Artificial intelligence? Check. University Hospitals radiologists get help from new tool

Dr. Jennifer Sommer, neuroradiologist and vice chair of informatics in the Department of Radiology at University Hospitals in Cleveland, discusses the use of artificial intelligence in radiology.
Dr. Jennifer Sommer, neuroradiologist and vice chair of informatics in the Department of Radiology at University Hospitals in Cleveland, discusses the use of artificial intelligence in radiology.

At University Hospitals in Cleveland, radiologists sit in a dark room analyzing CT scans to diagnose and rule out various patient diseases and conditions.

Earlier this year, the entire hospital system started implementing new artificial intelligence tools across radiology to look at possible health conditions and to help radiologists prioritize the order in which they first review new scans.

Drs. Jennifer Sommer and Leonardo Kayat Bittencourt, both UH radiologists, showed the Beacon Journal Aidoc's AI technology. In one patient scan, they showed that Aidoc’s AI detected a possible aortic dissection, or tear to the aorta, the body’s main artery, but that it didn’t find evidence of a pulmonary embolism — clogging of the lungs usually caused by blood clots.

These technologies add to UH’s existing use of AI, such as through a partnership with GE HealthCare to look for collapsed lungs through X-rays and linking up with AZmed to use X-rays in the search for orthopedic fractures, said Dr. Donna Plecha, UH radiology chair. With the newer Aidoc partnership, Plecha said the percentage of cases that UH radiologists is evaluating with AI is “much larger than before.”

The UH hospital system includes UH Portage Medical Center in Ravenna.

University Hospitals radiologists see benefits from using AI

Plecha said AI tools such as the ones UH is now using with Aidoc do not make diagnoses on their own, and they help rather than replace radiologists.

“And most studies that look at artificial intelligence, specifically in radiology, show that artificial intelligence with a radiologist does better than either one alone,” Plecha said.

Radiologists work on multiple computer screens at once to pull up patient information and review their images, Plecha said.

Plecha said Aidoc’s AI algorithms “will actually, when you open up the image, highlight areas that are worrisome or might be worrisome to make sure that certain things aren't missed. And then the radiologist has to determine if that's an actual, positive finding.”

False positives and false negatives can occur with the technology, Plecha said.

Bittencourt, abdominal radiologist and vice chair of innovation in radiology at UH, said he has not firsthand seen false findings and the UH radiology team has found they’re uncommon. He said Aidoc's AI technology serves as a “safety net” and said it shows radiologists with a heat map how it flags and rules out possible conditions.

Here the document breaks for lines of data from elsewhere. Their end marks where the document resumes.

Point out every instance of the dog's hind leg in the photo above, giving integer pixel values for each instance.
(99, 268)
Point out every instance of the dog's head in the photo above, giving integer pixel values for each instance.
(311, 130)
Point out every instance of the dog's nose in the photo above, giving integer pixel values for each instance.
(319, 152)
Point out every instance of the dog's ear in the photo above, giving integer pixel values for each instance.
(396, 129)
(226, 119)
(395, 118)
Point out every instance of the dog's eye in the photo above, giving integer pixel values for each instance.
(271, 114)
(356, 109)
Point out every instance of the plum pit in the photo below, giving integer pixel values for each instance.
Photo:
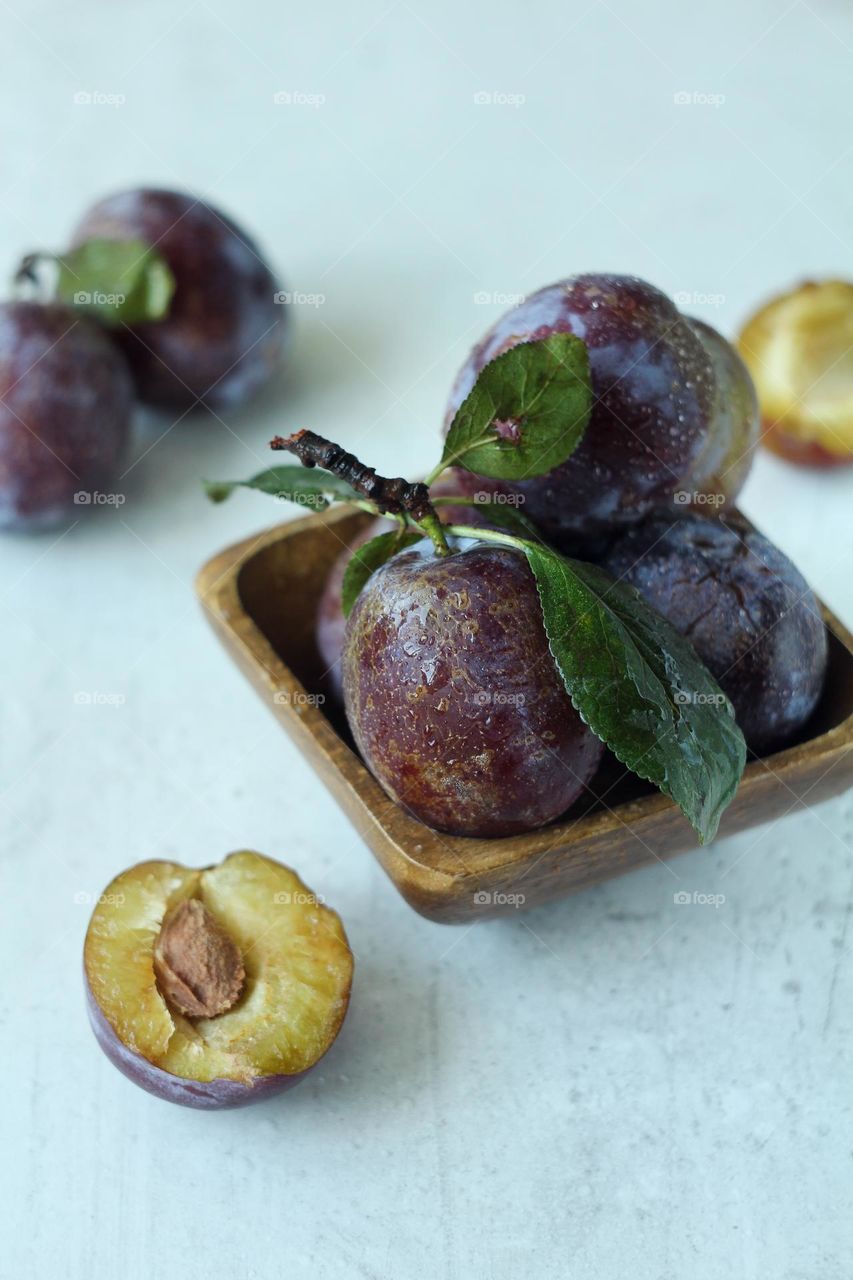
(197, 964)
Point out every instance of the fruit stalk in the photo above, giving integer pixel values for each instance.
(391, 496)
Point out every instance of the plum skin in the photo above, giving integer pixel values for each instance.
(653, 385)
(200, 1095)
(222, 338)
(65, 408)
(744, 607)
(720, 471)
(454, 698)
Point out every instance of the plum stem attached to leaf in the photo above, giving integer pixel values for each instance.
(391, 497)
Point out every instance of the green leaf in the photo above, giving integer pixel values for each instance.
(368, 558)
(527, 411)
(306, 487)
(119, 282)
(641, 688)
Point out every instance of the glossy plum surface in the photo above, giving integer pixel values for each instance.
(222, 338)
(744, 607)
(720, 471)
(655, 392)
(454, 698)
(65, 406)
(331, 624)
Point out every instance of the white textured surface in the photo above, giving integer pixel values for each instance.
(612, 1086)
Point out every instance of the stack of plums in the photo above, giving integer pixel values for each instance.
(443, 664)
(72, 368)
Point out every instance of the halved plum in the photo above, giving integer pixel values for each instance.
(218, 987)
(799, 351)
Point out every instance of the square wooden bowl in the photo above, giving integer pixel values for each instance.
(261, 598)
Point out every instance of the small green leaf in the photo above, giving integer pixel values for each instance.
(306, 487)
(641, 688)
(119, 282)
(527, 411)
(368, 558)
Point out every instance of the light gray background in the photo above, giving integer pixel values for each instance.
(611, 1086)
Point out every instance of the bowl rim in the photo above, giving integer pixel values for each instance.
(414, 854)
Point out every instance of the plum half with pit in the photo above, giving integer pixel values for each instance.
(454, 698)
(653, 384)
(744, 607)
(65, 407)
(219, 987)
(222, 338)
(799, 350)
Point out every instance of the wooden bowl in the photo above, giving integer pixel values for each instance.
(261, 598)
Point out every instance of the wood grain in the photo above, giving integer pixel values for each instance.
(261, 595)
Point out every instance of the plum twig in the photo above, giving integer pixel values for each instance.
(391, 496)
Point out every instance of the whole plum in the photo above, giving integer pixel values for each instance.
(454, 698)
(720, 471)
(744, 607)
(65, 406)
(331, 624)
(653, 382)
(222, 338)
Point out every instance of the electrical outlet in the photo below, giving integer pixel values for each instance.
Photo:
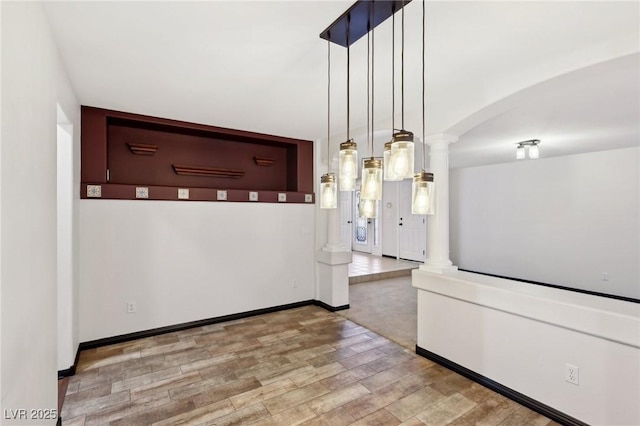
(572, 374)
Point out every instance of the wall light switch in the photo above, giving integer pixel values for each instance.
(142, 192)
(183, 193)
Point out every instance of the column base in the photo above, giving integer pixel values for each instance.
(333, 277)
(439, 269)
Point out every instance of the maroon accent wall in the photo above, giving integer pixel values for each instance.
(165, 155)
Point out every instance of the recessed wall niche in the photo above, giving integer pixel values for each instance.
(123, 151)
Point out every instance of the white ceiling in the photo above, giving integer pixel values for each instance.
(497, 72)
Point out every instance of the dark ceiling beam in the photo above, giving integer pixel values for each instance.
(356, 19)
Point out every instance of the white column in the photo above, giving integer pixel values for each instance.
(333, 230)
(438, 224)
(333, 264)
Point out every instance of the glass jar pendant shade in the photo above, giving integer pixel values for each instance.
(402, 154)
(389, 173)
(422, 197)
(328, 191)
(371, 185)
(348, 165)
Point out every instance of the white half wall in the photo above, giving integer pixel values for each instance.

Sommer, a neuroradiologist and vice chair of informatics in UH’s radiology department, said the hospital system will roll out more of Aidoc’s technology soon. One benefit of the technology, she said, is that it can detect possible brain lesions in patients with multiple sclerosis.

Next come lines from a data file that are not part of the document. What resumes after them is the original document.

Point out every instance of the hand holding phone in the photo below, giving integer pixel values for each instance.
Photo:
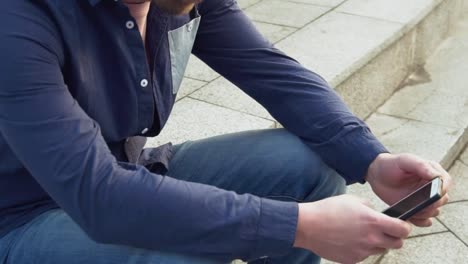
(417, 200)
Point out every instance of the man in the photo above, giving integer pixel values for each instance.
(84, 81)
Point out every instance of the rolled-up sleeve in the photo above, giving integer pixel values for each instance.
(115, 202)
(298, 98)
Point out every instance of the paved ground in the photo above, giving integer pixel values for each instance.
(203, 111)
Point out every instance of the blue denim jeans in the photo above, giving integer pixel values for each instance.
(269, 163)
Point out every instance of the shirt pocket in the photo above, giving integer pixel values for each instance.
(181, 42)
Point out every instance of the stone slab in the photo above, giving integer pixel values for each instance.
(364, 191)
(192, 119)
(197, 69)
(401, 11)
(434, 249)
(402, 135)
(436, 227)
(246, 3)
(370, 86)
(335, 46)
(431, 31)
(459, 173)
(273, 11)
(455, 217)
(189, 86)
(274, 33)
(331, 3)
(222, 92)
(370, 260)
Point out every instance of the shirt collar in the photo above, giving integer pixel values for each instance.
(94, 2)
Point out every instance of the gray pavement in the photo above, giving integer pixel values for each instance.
(364, 49)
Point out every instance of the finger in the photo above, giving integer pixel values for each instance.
(394, 227)
(416, 165)
(422, 223)
(426, 215)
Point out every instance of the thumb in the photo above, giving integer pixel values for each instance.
(415, 165)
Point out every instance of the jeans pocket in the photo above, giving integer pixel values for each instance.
(181, 42)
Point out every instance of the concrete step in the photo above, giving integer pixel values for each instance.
(363, 48)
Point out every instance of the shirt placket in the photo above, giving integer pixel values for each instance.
(142, 79)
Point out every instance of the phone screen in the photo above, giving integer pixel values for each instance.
(410, 202)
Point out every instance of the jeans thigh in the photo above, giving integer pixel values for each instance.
(268, 163)
(53, 237)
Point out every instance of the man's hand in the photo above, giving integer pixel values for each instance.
(345, 230)
(392, 177)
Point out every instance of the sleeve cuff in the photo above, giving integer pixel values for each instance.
(276, 230)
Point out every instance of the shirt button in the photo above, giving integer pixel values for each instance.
(130, 24)
(144, 83)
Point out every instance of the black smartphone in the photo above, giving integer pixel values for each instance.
(416, 201)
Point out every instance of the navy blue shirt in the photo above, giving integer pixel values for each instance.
(79, 92)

A monitor shows the use the artificial intelligence-driven Aidoc program that University Hospitals' radiologists implemented earlier this year  to improve interpretation of the scans in Cleveland.
A monitor shows the use the artificial intelligence-driven Aidoc program that University Hospitals' radiologists implemented earlier this year to improve interpretation of the scans in Cleveland.

Aidoc CEO says AI addresses healthcare challenges brought on by labor shortage

Elad Walach, CEO of Aidoc, said the company's technology will have uses outside of radiology, such as cardiovascular care and neuroscience.

He said the technology can speed up the time between when patients undergo testing and receive their results, adding that generally in healthcare, there can be long delays. But he said he isn’t aware of any such delays at UH, specifically.

The health care industry is facing a labor shortage right now, he said.

The radiology field specifically recognizes a labor shortage in the specialization, according to the American College of Radiology.

“So, I think we really have to rethink healthcare productivity,” Walach said, calling AI a "massive opportunity" to improve efficiencies in the absence of more health care professionals.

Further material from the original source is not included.